The reality is that coastal cities tend to have far more stable temperatures due to regulation by large bodies of water, since water has a higher heat capacity than land. Basically, this makes water far less susceptible to changes in temperature, and coastal areas remain warmer in winter, and cooler in summer due to the amount of energy required to change the temperature of water. Hence, while the coastal city may have temperature ranges between 60°F and 85°F over a given period of time to result in a mean of 75°F, an inland city could have temperatures ranging from 30°F to 110°F to result in the same mean.

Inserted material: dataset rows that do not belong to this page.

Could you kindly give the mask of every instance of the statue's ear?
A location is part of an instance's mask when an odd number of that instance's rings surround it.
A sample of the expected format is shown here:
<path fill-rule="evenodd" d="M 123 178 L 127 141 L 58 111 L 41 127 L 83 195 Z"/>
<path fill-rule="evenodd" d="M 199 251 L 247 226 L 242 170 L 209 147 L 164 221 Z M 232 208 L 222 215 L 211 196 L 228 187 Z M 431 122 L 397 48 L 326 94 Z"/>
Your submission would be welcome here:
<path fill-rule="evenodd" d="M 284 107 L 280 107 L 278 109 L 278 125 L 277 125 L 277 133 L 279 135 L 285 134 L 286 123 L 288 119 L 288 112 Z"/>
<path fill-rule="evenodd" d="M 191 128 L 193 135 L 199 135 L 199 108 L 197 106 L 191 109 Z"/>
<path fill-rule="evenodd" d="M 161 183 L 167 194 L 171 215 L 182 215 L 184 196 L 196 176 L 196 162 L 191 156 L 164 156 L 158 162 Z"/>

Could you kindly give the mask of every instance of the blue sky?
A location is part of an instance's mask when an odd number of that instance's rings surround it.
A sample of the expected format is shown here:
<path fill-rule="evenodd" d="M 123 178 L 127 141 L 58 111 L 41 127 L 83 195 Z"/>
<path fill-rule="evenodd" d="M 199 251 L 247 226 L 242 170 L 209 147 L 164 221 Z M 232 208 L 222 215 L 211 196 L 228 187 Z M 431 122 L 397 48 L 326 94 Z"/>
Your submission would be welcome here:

Another area in which standard deviation is largely used is finance, where it is often used to measure the associated risk in price fluctuations of some asset or portfolio of assets. The use of standard deviation in these cases provides an estimate of the uncertainty of future returns on a given investment. For example, in comparing stock A that has an average return of 7% with a standard deviation of 10% against stock B, that has the same average return but a standard deviation of 50%, the first stock would clearly be the safer option, since standard deviation of stock B is significantly larger, for the exact same return. That is not to say that stock A is definitively a better investment option in this scenario, since standard deviation can skew the mean in either direction. While Stock A has a higher probability of an average return closer to 7%, Stock B can potentially provide a significantly larger return (or loss).